World War II-era planes a hit at airport

Wings of Freedom tour brings bombers, fighter to Hagerstown

Wings of Freedom tour brings bombers, fighter to Hagerstown

August 19, 2009|By HEATHER KEELS

Former WWII waist gunner recalls B-24 flights

HAGERSTOWN -- Aviation enthusiasts, veterans and history lovers young and old lined the fence around Hagerstown Aircraft Services Wednesday afternoon to watch the arrival of three rare World War II airplanes that are in town as part of a nationwide tour.

The Boeing B-17G Flying Fortress, Consolidated B-24 Liberator and North American P-51 Mustang will be on display at Hagerstown Aircraft Services through Friday.

The planes are part of the Wings of Freedom Tour, a traveling exhibit by the Collings Foundation intended to honor veterans and educate visitors about World War II history.


The B-17 and B-24 were the heavy bombers that formed the "backbone" of the American effort during World War II, while the P-51 Mustang was an escort fighter known affectionately as the bombers' "Little Friend," Collings Foundation Marketing Director Hunter Chaney wrote in a news release.

"After the war, many aircraft were scrapped for their raw aluminum to rebuild a nation in post-war prosperity and therefore very few were spared," Chaney wrote. "The rarity of the B-17, the B-24 and P-51 -- and their importance to telling the story of WWII -- is why the Collings Foundation continues to fly and display the aircraft nationwide."

The B-17 is one of only nine in flying condition in the United States, and the B-24J and Dual Control P-51C Mustang are the sole remaining examples of their types flying in the world, he said.

For a small donation, visitors are invited to tour the planes, while a larger donation will buy a 30-minute flight on board any of the three.

One of the first to take advantage of that opportunity was Edwin Sprouse, 92, of Boonsboro, who served as an Army Air Corps radio operator on a B-17 during World War II and flew in on the B-17 when it arrived Wednesday afternoon.

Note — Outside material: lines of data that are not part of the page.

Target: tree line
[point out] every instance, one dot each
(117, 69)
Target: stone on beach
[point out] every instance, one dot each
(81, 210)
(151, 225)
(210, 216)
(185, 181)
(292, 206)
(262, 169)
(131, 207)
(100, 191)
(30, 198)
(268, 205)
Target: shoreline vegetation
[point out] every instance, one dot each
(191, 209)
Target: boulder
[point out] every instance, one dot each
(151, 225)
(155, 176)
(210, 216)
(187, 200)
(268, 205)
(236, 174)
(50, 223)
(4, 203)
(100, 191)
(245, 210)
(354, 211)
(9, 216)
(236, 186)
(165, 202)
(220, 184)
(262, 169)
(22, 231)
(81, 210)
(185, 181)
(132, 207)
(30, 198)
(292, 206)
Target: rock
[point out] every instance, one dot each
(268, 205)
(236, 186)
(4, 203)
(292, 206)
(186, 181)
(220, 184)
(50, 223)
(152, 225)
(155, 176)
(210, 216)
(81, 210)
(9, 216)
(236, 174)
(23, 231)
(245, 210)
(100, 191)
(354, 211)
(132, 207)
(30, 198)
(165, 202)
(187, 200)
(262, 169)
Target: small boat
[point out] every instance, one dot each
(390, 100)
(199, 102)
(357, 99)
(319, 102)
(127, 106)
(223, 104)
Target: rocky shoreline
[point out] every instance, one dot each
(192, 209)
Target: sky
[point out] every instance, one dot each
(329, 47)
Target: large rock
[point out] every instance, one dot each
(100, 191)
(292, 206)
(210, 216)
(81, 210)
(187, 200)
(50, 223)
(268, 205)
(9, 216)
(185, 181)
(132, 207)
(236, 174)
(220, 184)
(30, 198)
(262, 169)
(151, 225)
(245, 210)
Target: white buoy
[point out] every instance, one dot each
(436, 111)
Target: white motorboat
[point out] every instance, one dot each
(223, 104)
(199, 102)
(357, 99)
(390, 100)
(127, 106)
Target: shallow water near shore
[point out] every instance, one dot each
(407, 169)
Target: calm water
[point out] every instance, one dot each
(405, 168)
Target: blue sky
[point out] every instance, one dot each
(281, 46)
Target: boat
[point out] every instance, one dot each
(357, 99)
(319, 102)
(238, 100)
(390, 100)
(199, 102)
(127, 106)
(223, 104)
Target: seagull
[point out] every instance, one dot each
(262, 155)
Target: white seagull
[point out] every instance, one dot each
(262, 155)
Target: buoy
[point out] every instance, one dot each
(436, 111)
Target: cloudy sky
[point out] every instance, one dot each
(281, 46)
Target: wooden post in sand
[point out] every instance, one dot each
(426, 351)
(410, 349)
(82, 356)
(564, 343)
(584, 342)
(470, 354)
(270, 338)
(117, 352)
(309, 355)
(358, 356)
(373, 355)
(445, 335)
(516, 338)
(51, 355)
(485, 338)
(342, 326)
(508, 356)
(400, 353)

"It was different somehow," Sprouse said moments after being hoisted down from the plane after landing. "I guess the difference was me."

Sprouse was accompanied by his friend Gene Sansone, 73, who arranged the trip.

"We saw it in the paper and thought it would be pretty neat to get him in a plane again," Sansone said.

Sprouse looked at the radio operator's compartment, but wasn't able to fit into it because it was so small, Sansone said.

In fact, one of the most common comments made by people touring the old planes is that, though they look big on the outside, the inside spaces are surprisingly cramped, said Chuck Gardner, who piloted the P-51 to Hagerstown.

The small spaces were less of an issue during World War II because many airmen were slim from growing up during the Great Depression, Gardner said.

The crowd at Wednesday's exhibit included many whose nostalgia for vintage airplanes came from working at or having relatives who worked at Fairchild Aircraft during the manufacturing company's long history in Hagerstown.

Others were attracted by the planes' role in history.

"The B-24 probably won the war in Europe, I think," said Harry Himes, 83, who served in the infantry during World War II, but joined the Air Force after the war.

Andrew Mitchell, 17, of Berkeley Springs, W.Va., said he jumped at the opportunity to see a B-17 after hearing his grandfather's stories from his 53 missions as a B-17 right waist gunner.

On his very first mission, Mitchell's grandfather, George Franklin Silver, 86, of Berkeley Springs, W.Va., came back with 247 holes in his aircraft, Mitchell said.

"I'm just in awe," Mitchell said. "It kind of gives you a sense of respect."

If you go ...

What: Wings of Freedom Tour, World War II aircraft display

When: Today, 9:30 a.m. to 5 p.m.; Friday, 9:30 a.m. to noon

Where: Hagerstown Aircraft Services at Hagerstown Regional Airport, 14235 Oak Springs Road

What else: Donations of $12 for adults and $6 for children are requested for up-close access and tours. World War II veterans may tour the aircraft at no cost.